O recinto cultural esteve “trajado” a rigor para receber o cantor que muito tem feito para a preservação da música angolana, engalanada com as cores da bandeira nacional, amarela, preta e vermelha. Bonga deu tudo de si para dar esperança e alegria aos seus fãs, que foram para conviver, viver e recordar tempos que não voltam, mas que ficaram musicadas.

O espectáculo, que encerra a temporada do Musongué de 2018, foi aberto pela Banda Movimento, secundado pela cantora Dina Santos, que começaram a “aquecer” a tarde com temas de encantar.

Actuou ainda Dom Caetano, que cedeu o palco ao cantor Calabeto que em  25 minutos puxou muita gente para a pista de dança, ao som do semba.

Em seguida subiu ao palco, para satisfação das pessoas que o aguardavam desde o final da manhã, Bonga Kuenda, que fez uma incursão nostálgica ao “seu” bairro Marçal das décadas de 60 e 70, arrancando aplausos e lágrimas dos presentes, com passadas à mistura.

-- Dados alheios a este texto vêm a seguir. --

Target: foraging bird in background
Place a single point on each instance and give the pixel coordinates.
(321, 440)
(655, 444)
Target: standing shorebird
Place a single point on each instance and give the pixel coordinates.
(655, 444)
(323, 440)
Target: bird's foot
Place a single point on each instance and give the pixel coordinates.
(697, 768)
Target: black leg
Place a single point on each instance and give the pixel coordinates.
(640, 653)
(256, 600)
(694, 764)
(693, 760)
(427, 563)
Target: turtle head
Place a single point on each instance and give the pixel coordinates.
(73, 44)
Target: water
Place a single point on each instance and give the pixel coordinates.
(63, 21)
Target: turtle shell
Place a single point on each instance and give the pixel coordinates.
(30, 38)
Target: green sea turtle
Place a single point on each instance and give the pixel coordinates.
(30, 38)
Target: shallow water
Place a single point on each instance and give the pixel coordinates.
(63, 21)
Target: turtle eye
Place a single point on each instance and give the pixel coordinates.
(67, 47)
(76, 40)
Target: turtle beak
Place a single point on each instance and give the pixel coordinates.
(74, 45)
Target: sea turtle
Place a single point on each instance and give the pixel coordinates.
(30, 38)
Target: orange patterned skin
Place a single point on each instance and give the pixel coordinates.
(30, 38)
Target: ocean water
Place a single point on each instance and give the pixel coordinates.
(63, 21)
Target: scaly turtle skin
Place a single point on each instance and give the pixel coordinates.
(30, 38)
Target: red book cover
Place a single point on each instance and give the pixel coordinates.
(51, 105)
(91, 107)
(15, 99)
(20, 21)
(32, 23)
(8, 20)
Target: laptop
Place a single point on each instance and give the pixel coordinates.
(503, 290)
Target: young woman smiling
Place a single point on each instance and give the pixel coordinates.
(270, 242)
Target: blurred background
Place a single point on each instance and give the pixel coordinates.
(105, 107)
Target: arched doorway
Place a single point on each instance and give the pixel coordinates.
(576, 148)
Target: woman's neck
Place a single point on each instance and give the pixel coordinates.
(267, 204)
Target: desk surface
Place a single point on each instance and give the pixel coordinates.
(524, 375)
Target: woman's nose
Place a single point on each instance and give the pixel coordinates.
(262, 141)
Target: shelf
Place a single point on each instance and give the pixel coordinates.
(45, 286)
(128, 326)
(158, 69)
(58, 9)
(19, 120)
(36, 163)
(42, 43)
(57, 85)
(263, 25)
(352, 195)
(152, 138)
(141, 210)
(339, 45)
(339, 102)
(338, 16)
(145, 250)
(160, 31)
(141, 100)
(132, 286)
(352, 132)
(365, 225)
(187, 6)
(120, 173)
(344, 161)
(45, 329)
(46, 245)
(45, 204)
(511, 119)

Com a sua dikanza, o homenageado tocou algumas rebitas, que fazem parte do seu vasto reportório musical de mais de 45 anos de carreira dedicado à música, onde tem carimbando o seu nome nas melhores salas de espectáculos do mundo.

Acompanhado pela sua banda, de onde pontificam os nomes do angolano Betinho Feijó (guitarra), o português Ciro (harmónica), o moçambicano Herlander (bateria) e o guineense Gipson (nos teclados), Bonga tirou do seu baú das recordações as músicas “kamakove”, “kaombo é que pica”, “homem do saco”, “kambwa” e mulembas xangola”.

O cantor encerrou a sua apresentação com o tema “kisselenguenha”, “obrigando” a assistência a fazer uma roda e dançar ao som de uma música com mais de 30 anos, mas que o tempo não apaga.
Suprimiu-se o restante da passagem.